Majd Ramlawi was serving coffee in the old town of Jerusalem when he received a terrifying message on his cell phone.
“You have been identified as a participant in acts of violence at the Al-Aqsa Mosque,” the message read in Arabic. “We will hold him accountable.”
Ramlawi, then 19, was one of hundreds of people civil rights lawyers say received that message last year, at the height of one of the most turbulent periods in recent history in the Holy Land. Many, like Ramlawi, say they only lived or worked in the neighborhood and had nothing to do with the riots. What he did not know is that the feared internal security agency, the Shin Bet, was using the massive monitoring technology deployed to trace coronavirus contacts against residents and citizens of Israel for purposes not related to COVID-19.
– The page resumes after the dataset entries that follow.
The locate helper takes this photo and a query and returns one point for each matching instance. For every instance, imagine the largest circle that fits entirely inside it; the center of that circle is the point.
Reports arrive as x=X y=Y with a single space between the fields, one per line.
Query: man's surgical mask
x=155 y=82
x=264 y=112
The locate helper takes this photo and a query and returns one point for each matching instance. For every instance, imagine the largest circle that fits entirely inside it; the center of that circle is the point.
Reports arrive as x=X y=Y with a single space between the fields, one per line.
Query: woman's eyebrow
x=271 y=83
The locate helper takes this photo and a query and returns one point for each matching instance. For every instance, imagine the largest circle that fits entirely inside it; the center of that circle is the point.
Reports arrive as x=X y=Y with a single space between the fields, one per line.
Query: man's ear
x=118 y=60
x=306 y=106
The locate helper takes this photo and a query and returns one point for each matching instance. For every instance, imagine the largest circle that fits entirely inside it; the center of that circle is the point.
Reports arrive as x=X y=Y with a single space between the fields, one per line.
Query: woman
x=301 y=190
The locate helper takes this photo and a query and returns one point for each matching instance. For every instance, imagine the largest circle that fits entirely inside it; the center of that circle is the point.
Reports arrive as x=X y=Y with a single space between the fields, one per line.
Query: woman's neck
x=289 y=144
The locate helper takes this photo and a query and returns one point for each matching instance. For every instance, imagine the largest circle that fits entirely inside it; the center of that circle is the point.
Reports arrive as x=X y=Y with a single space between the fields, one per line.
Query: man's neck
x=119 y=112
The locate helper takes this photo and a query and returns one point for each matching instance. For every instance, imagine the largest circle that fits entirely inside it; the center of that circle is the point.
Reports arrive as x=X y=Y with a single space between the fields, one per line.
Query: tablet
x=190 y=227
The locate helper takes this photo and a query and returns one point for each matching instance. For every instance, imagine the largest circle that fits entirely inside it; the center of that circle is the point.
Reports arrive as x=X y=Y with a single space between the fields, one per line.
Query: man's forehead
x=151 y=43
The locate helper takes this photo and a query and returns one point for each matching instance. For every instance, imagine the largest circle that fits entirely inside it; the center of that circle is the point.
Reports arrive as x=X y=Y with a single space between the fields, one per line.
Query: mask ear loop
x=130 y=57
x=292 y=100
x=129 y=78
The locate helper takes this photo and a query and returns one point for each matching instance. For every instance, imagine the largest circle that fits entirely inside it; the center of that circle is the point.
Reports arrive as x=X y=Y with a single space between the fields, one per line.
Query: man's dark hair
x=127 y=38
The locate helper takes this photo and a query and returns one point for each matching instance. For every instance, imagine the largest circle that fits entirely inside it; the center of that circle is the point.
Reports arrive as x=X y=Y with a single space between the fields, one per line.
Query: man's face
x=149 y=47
In the turmoil of the early days of the pandemic, millions of people around the world believed governments that said they needed confidential information for new technological tools that could slow the spread of the coronavirus. In return, governments were given access to a huge amount of private data on people’s health, pictures of their faces and addresses.
Now from Beijing to Jerusalem and from Hyderabad, India, to Perth, Australia, The Associated Press has found that authorities used these technologies and data to prevent movement of activists and ordinary people, harass marginalized communities, and associate people’s medical information with other tools. surveillance and security. In some cases, the data was shared with spy agencies.
The issue has gained new urgency after almost three years of pandemic. China’s strict anti-virus protocols recently sparked the biggest and clearest public rejection of the country’s authoritarian rule since the pro-democracy Tiananmen Square protests in 1989.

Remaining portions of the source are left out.